I have the following program
import pycuda.driver as cuda
import pycuda.autoinit
from pycuda.compiler import SourceModule
mod = SourceModule("""
#include <stdio.h>
__global__ void myfirst_kernel()
{
printf("I am in block no: %d thread no: %d \\n", blockIdx.x, threadIdx.x);
}
""")
function = mod.get_function("myfirst_kernel")

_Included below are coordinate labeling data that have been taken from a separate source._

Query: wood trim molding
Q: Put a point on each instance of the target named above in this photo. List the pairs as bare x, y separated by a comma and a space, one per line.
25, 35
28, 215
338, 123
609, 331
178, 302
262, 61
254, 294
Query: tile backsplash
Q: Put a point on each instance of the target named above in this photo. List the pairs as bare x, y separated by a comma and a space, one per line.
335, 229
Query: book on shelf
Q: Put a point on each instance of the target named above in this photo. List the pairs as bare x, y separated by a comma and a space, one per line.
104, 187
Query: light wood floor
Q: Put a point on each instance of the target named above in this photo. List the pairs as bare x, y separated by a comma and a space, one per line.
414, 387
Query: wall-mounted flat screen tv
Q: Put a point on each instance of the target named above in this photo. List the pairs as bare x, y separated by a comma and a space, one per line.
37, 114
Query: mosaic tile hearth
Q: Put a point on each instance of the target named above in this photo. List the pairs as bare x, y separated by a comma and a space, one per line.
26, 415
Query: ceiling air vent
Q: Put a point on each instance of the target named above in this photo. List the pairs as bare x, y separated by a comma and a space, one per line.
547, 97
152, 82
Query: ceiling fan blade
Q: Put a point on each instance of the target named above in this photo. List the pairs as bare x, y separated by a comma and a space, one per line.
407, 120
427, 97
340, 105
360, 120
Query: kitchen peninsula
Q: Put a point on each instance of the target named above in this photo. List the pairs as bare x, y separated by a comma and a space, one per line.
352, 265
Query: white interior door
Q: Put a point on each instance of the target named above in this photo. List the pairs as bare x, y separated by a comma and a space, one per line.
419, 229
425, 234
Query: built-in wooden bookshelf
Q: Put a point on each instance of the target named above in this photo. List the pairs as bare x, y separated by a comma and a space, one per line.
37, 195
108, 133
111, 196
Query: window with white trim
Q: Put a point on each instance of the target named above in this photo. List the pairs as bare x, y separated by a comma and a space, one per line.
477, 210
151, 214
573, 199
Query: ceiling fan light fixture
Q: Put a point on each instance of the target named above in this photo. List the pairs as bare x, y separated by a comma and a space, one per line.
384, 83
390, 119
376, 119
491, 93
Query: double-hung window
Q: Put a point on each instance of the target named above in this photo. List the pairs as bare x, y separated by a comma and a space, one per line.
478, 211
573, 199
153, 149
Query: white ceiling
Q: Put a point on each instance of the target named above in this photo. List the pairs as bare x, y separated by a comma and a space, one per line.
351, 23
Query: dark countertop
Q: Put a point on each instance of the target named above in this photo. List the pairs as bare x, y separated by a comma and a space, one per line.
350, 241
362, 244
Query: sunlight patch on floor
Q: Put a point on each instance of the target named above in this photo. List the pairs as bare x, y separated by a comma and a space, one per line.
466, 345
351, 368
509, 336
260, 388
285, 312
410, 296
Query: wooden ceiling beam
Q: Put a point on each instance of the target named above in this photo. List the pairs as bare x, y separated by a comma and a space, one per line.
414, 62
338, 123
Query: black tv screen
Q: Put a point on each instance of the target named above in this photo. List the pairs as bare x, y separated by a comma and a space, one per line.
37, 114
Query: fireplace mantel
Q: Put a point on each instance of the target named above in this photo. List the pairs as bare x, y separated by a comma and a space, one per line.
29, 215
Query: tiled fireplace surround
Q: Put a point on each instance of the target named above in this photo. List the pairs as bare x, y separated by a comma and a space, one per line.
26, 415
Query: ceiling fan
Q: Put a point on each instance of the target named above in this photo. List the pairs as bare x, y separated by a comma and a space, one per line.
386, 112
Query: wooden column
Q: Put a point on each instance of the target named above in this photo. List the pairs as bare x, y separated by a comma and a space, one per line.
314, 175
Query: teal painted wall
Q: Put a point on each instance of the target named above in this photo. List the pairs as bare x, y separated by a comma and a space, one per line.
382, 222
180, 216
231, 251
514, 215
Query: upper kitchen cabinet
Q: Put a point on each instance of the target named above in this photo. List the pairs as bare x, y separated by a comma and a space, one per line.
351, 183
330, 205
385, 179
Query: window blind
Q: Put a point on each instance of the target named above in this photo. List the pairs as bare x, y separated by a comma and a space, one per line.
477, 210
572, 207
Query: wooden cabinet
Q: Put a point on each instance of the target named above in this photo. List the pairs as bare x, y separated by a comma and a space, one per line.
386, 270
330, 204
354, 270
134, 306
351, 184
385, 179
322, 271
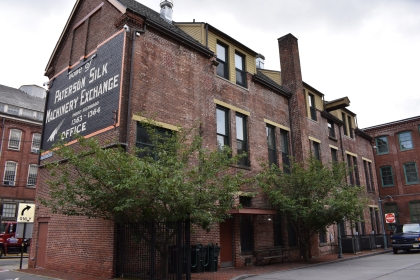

function(grid=(10,2),block=(1,1,1))
As you can see I am running 10 blocks and 2 threads per block. However the output is
python thread_execution.py
I am in block no: 1 thread no: 0
I am in block no: 7 thread no: 0
I am in block no: 1 thread no: 0
I am in block no: 7 thread no: 0
I am in block no: 3 thread no: 0
I am in block no: 0 thread no: 0
I am in block no: 3 thread no: 0
I am in block no: 6 thread no: 0
I am in block no: 9 thread no: 0
I am in block no: 0 thread no: 0
I am in block no: 9 thread no: 0
I am in block no: 6 thread no: 0
I am in block no: 5 thread no: 0
I am in block no: 2 thread no: 0
I am in block no: 5 thread no: 0
I am in block no: 8 thread no: 0
I am in block no: 4 thread no: 0
I am in block no: 2 thread no: 0
I am in block no: 8 thread no: 0
I am in block no: 4 thread no: 0
I was expecting threadIdx.x would give me 1 too. Why is always 0?